North American heavy-duty and medium-duty truck orders declined year over year in August for the eighth straight month, as regulatory and tariff uncertainty led to economic and consumer pessimism.
North American Class 8 truck net orders dropped 21% year over year in August to 12,844 units, according to a report Sept. 18 by ACT Research. While August typically features weaker truck orders, this August represented an abnormal level, although it did fit with 2025 trends, Carter Vieth, research analyst at ACT Research, said in the report.
“Current tariff and regulatory purgatory continue to sow industry uncertainty,” he said in the release.

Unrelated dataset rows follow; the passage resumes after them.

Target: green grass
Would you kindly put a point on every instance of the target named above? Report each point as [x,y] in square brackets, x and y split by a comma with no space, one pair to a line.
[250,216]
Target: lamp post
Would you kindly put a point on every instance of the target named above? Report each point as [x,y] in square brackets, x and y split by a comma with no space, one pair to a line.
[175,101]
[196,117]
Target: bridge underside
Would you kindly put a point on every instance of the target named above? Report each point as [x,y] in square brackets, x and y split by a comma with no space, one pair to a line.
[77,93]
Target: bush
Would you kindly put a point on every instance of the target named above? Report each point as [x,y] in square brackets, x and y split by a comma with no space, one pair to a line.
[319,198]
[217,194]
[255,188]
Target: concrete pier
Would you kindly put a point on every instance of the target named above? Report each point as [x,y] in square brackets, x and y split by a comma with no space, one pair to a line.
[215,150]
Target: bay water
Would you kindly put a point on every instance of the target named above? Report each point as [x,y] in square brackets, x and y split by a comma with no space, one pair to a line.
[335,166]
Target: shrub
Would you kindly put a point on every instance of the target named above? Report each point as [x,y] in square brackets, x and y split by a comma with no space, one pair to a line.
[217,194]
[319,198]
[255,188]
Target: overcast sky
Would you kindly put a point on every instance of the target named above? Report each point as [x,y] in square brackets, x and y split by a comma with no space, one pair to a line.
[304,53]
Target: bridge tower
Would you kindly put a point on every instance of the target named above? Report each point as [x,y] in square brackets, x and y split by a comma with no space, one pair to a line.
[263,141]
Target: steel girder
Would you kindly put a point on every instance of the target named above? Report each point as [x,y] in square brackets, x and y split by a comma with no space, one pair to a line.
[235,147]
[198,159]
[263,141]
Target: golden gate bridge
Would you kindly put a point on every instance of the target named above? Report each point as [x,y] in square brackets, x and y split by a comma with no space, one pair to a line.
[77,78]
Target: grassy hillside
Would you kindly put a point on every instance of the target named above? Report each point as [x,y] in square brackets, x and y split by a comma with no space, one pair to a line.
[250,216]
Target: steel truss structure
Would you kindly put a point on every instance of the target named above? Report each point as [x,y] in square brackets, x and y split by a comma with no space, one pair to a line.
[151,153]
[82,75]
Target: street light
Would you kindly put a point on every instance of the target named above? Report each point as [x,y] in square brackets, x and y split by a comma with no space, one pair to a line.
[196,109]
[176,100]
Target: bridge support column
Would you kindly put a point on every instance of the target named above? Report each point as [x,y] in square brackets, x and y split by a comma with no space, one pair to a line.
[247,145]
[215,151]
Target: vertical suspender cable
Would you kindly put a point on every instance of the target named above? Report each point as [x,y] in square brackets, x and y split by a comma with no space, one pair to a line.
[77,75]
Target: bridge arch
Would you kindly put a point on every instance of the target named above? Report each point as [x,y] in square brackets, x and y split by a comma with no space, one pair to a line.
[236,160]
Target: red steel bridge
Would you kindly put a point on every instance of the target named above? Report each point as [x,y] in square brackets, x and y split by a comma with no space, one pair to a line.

Meanwhile, tractor orders fell 34% YoY to 7,493 units, while vocational truck orders also declined 7.8% YoY to 5,351 units, according to the release. Medium-duty, Class 5 to Class 7, orders also dropped, down 24% YoY to 14,613 units, Vieth said.
“Medium-duty orders have slowed notably this year, as still elevated inventories, a weaker economic outlook, and notable increased consumer pessimism weigh on medium-duty demand,” he said.
Overall transportation market remains weak
In addition to truck orders declining across the heavy-duty and medium-duty market, Equipment Finance News’ Index of Commercial Trucks and Trailers Available for Sale and Lease landed at 79.7 today, down 12.3% month over month. The interactive index, based on data collected by EFN since November 2024, updates daily and serves as a reference point for truck-supply trends.

Although parts of the economy appear strong, challenges persist, with transportation still lagging and requiring a selective approach, Bobby Campbell, senior managing director and head of commercial equipment finance at Gordon Brothers, told EFN.
“Now is not the time that we’re going to go full bore and load up on those assets, not yet,” he said. “Not without the right type of structure that takes some of the risk off the table.”